I have a new license model for the chemfp 3.x development track, starting with chemfp 3.4. You can now install chemfp 3.4.1 as a pre-compiled package for (many) Linux-based OSes and use most of its functionality, at no cost, with the following:
python -m pip install chemfp -i https://chemfp.com/packagesThere are some restrictions. The base license agreement does not allow you to:
- generate FPB files;
- create in-memory fingerprint arenas with more than 50,000 fingerprints;
- perform Tversky searches
- perform Tanimoto searches of FPS files with more than 20 queries at a time
Even without a license key, a lot of functionality remains. I expect many people may be interested in clustering <50,000 fingerprints, or using chemfp's "toolkit" API, or other features which I'll highlight over the next few weeks.
Or, you can install chemfp, see that it works for your project, then request a license key to evaluate chemfp for a more extensive check, and then purchase a binary or source code license.
No-cost academic licensing is also available under an academic license.
Why the change?
When I started the project 10 years ago, I only offered source code licensing (under the MIT license). I come out of the free/open source software (FOSS) tradition. Most FOSS projects are funded by academic or industrial R&D. I wanted to see if I could develop a self-funded FOSS project, paid either through development/consultant contracts or as license costs.

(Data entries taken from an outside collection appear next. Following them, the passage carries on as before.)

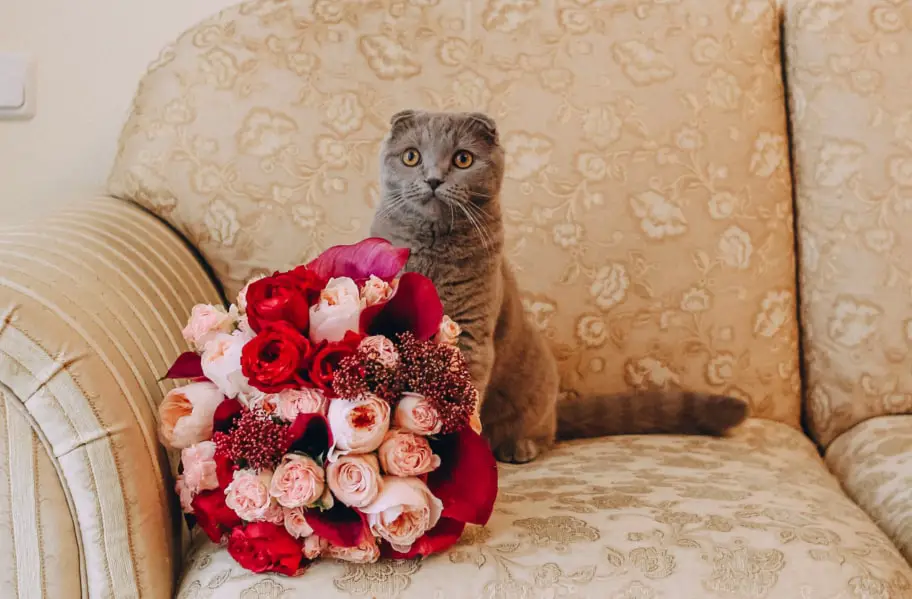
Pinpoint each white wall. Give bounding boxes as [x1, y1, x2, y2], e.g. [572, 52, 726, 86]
[0, 0, 237, 224]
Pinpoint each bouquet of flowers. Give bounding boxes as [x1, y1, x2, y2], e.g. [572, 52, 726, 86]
[159, 239, 497, 576]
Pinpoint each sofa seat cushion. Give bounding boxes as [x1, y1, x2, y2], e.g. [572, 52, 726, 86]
[178, 420, 912, 599]
[826, 416, 912, 561]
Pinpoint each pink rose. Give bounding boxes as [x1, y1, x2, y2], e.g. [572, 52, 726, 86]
[361, 275, 393, 308]
[377, 430, 440, 476]
[310, 277, 361, 343]
[327, 395, 390, 461]
[273, 389, 328, 422]
[325, 537, 380, 564]
[361, 476, 443, 553]
[303, 534, 329, 559]
[181, 304, 237, 351]
[358, 335, 399, 368]
[225, 469, 281, 522]
[283, 507, 313, 539]
[201, 330, 252, 399]
[181, 441, 218, 495]
[434, 315, 462, 345]
[158, 382, 225, 449]
[269, 453, 326, 508]
[326, 453, 380, 507]
[393, 393, 443, 435]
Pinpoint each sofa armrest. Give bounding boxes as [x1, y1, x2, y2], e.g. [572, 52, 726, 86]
[0, 198, 220, 599]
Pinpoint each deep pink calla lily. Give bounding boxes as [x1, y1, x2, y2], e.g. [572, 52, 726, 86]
[307, 237, 410, 282]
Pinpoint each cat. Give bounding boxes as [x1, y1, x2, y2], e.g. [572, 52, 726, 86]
[371, 110, 748, 463]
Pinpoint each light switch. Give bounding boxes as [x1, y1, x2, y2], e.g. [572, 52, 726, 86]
[0, 53, 35, 120]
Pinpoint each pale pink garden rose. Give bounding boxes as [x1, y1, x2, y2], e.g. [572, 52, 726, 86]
[158, 382, 225, 449]
[201, 331, 253, 399]
[324, 537, 380, 564]
[181, 304, 238, 351]
[358, 335, 399, 368]
[326, 453, 381, 508]
[282, 508, 313, 539]
[377, 430, 440, 476]
[271, 389, 329, 422]
[225, 469, 281, 522]
[269, 453, 326, 508]
[327, 395, 390, 461]
[303, 534, 329, 559]
[310, 277, 361, 343]
[361, 476, 443, 553]
[393, 393, 443, 435]
[361, 275, 393, 309]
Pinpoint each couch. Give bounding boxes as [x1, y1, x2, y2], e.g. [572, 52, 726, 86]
[0, 0, 912, 599]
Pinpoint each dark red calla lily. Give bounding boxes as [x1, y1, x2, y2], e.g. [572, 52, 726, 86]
[307, 237, 410, 282]
[361, 272, 443, 341]
[304, 501, 370, 547]
[380, 518, 465, 559]
[428, 426, 497, 524]
[288, 414, 333, 457]
[165, 352, 203, 379]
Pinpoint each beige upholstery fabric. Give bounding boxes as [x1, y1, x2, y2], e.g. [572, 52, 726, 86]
[786, 0, 912, 445]
[110, 0, 799, 425]
[0, 199, 218, 599]
[178, 421, 912, 599]
[826, 416, 912, 561]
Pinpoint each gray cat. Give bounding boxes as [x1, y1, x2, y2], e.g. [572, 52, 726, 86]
[371, 110, 748, 463]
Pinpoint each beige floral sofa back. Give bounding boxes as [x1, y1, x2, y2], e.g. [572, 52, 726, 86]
[110, 0, 800, 426]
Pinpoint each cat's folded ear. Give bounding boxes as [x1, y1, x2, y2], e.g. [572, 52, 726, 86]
[466, 112, 498, 144]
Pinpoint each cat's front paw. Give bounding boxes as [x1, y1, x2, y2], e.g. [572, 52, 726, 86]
[494, 439, 541, 464]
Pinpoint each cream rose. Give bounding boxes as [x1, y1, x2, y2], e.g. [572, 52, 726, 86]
[272, 389, 328, 422]
[393, 393, 443, 435]
[225, 469, 281, 522]
[377, 430, 440, 476]
[158, 382, 225, 449]
[181, 304, 238, 351]
[434, 315, 462, 345]
[361, 476, 443, 552]
[361, 275, 393, 308]
[327, 395, 390, 461]
[326, 537, 380, 564]
[326, 453, 381, 508]
[269, 453, 326, 508]
[282, 508, 313, 539]
[202, 331, 252, 399]
[358, 335, 399, 368]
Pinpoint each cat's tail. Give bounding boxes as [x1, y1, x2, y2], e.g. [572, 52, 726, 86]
[557, 390, 750, 440]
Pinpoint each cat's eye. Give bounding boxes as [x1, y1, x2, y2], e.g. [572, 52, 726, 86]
[453, 150, 475, 168]
[402, 148, 421, 166]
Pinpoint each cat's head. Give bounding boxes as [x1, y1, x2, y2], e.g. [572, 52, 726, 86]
[380, 110, 504, 219]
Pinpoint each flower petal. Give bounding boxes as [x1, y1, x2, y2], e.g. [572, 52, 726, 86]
[165, 352, 203, 379]
[380, 518, 465, 559]
[304, 501, 369, 547]
[428, 427, 497, 524]
[307, 237, 410, 282]
[370, 272, 443, 341]
[288, 413, 333, 458]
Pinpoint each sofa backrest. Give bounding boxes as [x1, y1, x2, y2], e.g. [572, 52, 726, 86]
[785, 0, 912, 445]
[110, 0, 800, 426]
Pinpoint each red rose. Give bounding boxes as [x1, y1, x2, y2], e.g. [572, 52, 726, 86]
[228, 522, 304, 576]
[190, 489, 241, 543]
[308, 331, 364, 392]
[241, 322, 312, 393]
[246, 267, 326, 333]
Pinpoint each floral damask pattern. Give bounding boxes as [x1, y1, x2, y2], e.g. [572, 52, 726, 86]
[786, 0, 912, 445]
[110, 0, 800, 426]
[826, 416, 912, 561]
[177, 420, 912, 599]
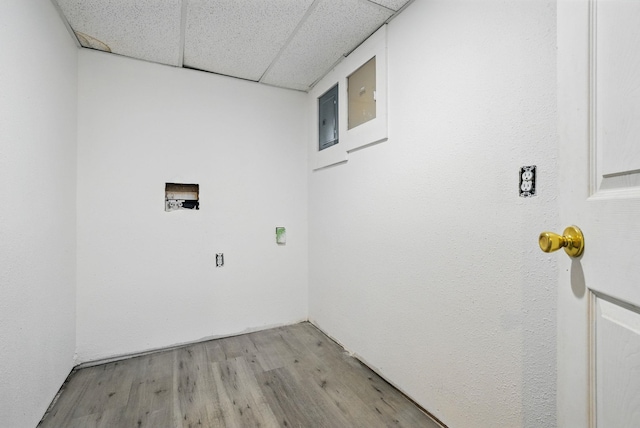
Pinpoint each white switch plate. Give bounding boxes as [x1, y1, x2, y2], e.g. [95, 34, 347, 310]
[519, 165, 536, 198]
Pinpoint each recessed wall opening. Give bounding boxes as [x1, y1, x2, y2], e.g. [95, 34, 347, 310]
[164, 183, 200, 211]
[347, 56, 376, 129]
[318, 85, 338, 150]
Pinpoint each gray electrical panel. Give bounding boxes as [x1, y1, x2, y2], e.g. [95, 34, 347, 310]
[318, 85, 338, 150]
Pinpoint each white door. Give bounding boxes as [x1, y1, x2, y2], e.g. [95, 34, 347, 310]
[556, 0, 640, 428]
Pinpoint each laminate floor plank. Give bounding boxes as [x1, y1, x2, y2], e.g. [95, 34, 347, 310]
[39, 323, 440, 428]
[213, 357, 279, 427]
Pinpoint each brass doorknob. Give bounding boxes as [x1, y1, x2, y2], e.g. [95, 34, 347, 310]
[538, 226, 584, 257]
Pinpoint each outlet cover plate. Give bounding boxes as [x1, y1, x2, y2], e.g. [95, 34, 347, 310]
[519, 165, 537, 198]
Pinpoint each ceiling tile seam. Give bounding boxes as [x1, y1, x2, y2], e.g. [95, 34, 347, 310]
[258, 0, 322, 83]
[51, 0, 82, 48]
[385, 0, 413, 24]
[307, 54, 348, 92]
[178, 0, 189, 67]
[364, 0, 397, 13]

My initial plan was to get people to pay for improvements and access to the latest version; an older version would be available at no cost. That worked, for a while, when there were enough clear improvements that one company could justify paying the full development costs.
But consider the Python 2 to 3 transition. It took about two months to develop. I had to change the chemfp API to be distinct about "strings" and "bytes", and port the C extension to support the new C API - chemfp has a lot of C code for performance reasons. (Okay, cloc reports 28kSLOC of C code, and 22kSLOC of Python code.) And I had to figure out how I was going to handle file I/O in Python 3. And I wanted to support Python 2.7 and 3.5+ at the same time, because not all of my customers or potential customers were going to migrate at the same time.
No one customer is going to pay for that 2 months of work, nor should they. It's a diffuse need which is best shared across multiple customers.
My "FOSS source code only" model also made the sales process harder. Who will pay for a $5,000+ software package without being able to evaluate it? Few. So, if they evaluate something with a FOSS license, ... they can still use it after the evaluation is over, right? 'Cause that's what FOSS is all about, yes?
My "FOSS source code only" model also made it hard to segment the market. Academics expect no-cost or low-cost software, right? But they are the ones most likely to do exactly what a FOSS license allows, and place it on, say, a public sourcehut repository for anyone to use. While pharmaceutical companies rarely distribute source code. Which means my economic risk is higher if I distribute to an academic than if I distribute to a pharmaceutical company, while my revenue is lower.
The solution over the years was to move to a more traditional model. I have pre-compiled packages which work on Python 2.7, 3.6, 3.7, and 3.8 for most Linux-based OSes. These require a license key to use its full capabilities. People can buy a time-based license key, or pay for source code access under a proprietary model.
I haven't quite given up on FOSS licensing. I still offer chemfp under the MIT license, though it's also the most expensive option.
For more details about my efforts to fund chemfp in a FOSS context, see my chemfp paper or the relevant Hacker News discussion.